Negative Expectation

 

 

Negative Expectation

Psychological Context

Table of Contents

 

 

 

 

  Momentum Halted

  • In contrast, other male participants in my doctoral dissertation study described some examples of negative expectation. 

  • One date rapist used the metaphors of a train wreck and a game, and also generalized to all men, not just perpetrators, in describing a male’s feelings when he does not achieve his sexual intent or expectation. 

  Interviewee 8 stated:

It’d drive ‘em crazy.  I mean for a while.  I don’t know.  Well, I woulda been mad--I would have been upset, for sure.  I would have been angry because uh, the way I perceive the situation was that she wanted it and she was ready for it and when she said “No” it would just . . . it’d be a train wreck.  And your thoughts, your emotions, your feelings, you know, it’d just throw everything out at once at you.  Because you’re all set up to do this final act....And your emotions and your feelings and your—everything’s runnin’ to go to there.  And when it stops, it’s just like hittin’ a wall.  All your emotions have piled up and you’re like—you’re angry, you’re confused, you’re upset, you’re wantin’ ta hurt somethin’ or, you know, ‘cause…you didn’t get to finish what you was doin’.... ‘Cause uh, you don’t wanna be played with.  Because basically it’s a game, that she’d be all passionate and everything and all of a sudden she’d say “No.”  It’d be a game you know, and…I don’t like to lose.  So if it’s a game, you know, you wanna win.  You can think of it as a dating game....A goal would be:  if you’re goin’ through all these actions, your final goal is to [achieve that] release [i.e., orgasm].  And you don’t wanna end the game until you win.

 

  Avoiding Undesirable Rejection

  • Another man in the study discussed how males avoid obtaining an undesirable rejection of their intent and expectation through use of aggressive sexual initiatives that steer clear of requesting sex and/or seeking verbal consent from the female victims. 
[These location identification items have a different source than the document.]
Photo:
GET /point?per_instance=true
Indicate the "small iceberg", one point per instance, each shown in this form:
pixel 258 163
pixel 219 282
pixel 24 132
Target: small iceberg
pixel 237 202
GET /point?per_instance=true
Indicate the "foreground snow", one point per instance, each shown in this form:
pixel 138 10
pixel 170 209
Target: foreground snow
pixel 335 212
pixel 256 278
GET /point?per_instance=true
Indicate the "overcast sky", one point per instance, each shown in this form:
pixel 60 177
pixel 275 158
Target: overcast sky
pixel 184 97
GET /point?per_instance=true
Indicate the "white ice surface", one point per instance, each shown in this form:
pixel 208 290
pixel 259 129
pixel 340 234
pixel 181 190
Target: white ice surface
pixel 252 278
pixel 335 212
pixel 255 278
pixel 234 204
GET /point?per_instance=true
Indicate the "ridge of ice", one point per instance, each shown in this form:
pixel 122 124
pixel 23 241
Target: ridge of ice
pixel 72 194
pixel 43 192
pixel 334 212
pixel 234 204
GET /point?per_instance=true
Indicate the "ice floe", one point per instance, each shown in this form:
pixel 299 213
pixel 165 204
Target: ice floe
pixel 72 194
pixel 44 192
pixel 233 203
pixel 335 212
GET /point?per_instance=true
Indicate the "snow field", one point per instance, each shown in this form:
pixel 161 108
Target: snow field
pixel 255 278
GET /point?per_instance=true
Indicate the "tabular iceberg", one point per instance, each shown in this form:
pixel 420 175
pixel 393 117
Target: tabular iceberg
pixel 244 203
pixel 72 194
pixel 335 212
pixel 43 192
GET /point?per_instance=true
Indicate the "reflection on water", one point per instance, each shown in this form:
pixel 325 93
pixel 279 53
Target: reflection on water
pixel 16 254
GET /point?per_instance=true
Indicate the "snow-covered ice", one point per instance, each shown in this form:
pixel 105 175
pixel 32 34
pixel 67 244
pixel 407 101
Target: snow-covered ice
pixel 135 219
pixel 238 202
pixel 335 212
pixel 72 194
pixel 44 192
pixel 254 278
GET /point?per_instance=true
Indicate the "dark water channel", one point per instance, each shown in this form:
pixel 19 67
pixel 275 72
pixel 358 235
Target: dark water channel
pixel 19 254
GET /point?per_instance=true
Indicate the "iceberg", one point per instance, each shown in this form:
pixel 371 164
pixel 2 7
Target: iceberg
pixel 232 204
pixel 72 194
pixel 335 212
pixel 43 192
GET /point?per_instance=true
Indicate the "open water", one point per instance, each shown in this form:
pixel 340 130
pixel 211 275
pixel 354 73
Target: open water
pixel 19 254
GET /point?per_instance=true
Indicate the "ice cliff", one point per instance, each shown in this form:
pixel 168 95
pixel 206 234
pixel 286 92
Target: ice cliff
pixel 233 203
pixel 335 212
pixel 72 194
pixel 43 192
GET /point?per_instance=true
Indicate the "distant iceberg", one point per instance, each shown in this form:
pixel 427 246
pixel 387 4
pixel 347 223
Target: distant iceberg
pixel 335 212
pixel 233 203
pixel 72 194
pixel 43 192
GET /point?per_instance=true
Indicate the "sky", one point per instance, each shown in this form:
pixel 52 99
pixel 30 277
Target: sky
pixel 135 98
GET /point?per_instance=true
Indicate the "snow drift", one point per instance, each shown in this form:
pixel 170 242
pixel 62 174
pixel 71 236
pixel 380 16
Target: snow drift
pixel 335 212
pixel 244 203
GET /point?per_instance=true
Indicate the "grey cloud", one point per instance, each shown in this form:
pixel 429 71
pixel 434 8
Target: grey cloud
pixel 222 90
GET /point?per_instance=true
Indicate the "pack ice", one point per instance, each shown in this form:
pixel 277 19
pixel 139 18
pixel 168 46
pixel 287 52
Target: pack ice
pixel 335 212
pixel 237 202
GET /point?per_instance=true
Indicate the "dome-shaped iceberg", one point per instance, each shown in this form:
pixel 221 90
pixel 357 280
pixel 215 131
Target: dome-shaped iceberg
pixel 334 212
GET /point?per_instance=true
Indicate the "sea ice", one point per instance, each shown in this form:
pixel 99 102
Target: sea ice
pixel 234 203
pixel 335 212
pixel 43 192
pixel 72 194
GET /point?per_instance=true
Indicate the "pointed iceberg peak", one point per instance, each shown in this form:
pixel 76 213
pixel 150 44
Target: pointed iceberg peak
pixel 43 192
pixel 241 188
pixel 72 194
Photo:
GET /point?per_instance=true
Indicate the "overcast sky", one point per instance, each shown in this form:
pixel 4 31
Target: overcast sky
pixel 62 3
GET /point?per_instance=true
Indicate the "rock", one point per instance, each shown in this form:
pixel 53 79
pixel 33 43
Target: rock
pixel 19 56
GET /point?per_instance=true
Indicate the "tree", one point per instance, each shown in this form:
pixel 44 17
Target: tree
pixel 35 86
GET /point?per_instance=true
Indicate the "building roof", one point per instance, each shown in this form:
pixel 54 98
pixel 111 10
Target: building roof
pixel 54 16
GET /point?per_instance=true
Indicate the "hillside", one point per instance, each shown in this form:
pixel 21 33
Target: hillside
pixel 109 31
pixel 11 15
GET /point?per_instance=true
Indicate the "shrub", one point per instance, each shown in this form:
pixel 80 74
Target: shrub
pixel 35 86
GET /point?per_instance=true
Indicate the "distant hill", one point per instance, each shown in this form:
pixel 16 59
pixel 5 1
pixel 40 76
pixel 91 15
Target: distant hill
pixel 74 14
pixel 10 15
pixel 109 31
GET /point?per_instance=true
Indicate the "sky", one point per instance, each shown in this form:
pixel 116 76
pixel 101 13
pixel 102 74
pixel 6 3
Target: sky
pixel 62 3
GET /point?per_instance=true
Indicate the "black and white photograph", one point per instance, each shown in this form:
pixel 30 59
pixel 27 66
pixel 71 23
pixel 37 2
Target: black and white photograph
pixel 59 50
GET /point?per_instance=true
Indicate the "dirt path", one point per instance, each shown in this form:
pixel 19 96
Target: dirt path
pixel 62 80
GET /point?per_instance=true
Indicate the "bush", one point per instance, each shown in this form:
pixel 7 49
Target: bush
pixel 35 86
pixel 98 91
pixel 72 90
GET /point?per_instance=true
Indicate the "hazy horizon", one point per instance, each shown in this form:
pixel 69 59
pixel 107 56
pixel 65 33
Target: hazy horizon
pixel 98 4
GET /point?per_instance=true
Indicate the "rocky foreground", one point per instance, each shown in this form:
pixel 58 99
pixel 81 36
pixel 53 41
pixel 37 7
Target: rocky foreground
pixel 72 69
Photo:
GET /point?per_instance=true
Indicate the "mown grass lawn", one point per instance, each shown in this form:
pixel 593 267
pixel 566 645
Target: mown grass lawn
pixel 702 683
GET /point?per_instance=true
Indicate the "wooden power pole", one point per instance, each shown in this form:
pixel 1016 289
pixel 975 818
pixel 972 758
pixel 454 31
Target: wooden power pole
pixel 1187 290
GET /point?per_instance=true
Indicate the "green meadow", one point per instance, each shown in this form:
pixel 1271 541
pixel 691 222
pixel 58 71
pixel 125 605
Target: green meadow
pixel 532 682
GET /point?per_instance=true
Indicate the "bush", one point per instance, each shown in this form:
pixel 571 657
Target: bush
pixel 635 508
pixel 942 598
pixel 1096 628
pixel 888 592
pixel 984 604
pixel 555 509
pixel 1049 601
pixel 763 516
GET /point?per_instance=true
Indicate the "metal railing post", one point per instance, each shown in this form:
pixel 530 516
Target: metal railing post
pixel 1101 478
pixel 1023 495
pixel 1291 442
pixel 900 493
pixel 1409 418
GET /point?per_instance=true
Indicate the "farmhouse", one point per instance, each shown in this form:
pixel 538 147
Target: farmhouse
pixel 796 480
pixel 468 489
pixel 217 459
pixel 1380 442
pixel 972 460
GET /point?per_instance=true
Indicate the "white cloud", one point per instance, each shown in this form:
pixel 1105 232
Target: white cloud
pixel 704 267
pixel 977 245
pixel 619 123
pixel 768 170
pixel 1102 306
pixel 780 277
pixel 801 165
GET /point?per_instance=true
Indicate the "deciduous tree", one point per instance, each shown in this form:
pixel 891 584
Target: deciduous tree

     Interviewee 16 remarked:

It’s embarrassing, in some ways, because you’re also at this mood to where everything’s going right in your mind and all of a sudden you bring up something that could potentially make you miss out on a night of pleasure, in that sense.  And it’s just that, that risk I guess.  We don’t wanna take that risk.

 

  Conclusion

It is appropriate to end this psychological context section of this Web site as I began, with the glaring illustration cited above regarding the date rapists’ basic personality limitations, namely, their self-centeredness and avoidance of any sincere attempts toward establishing a meaningful and long-term interpersonal relationship.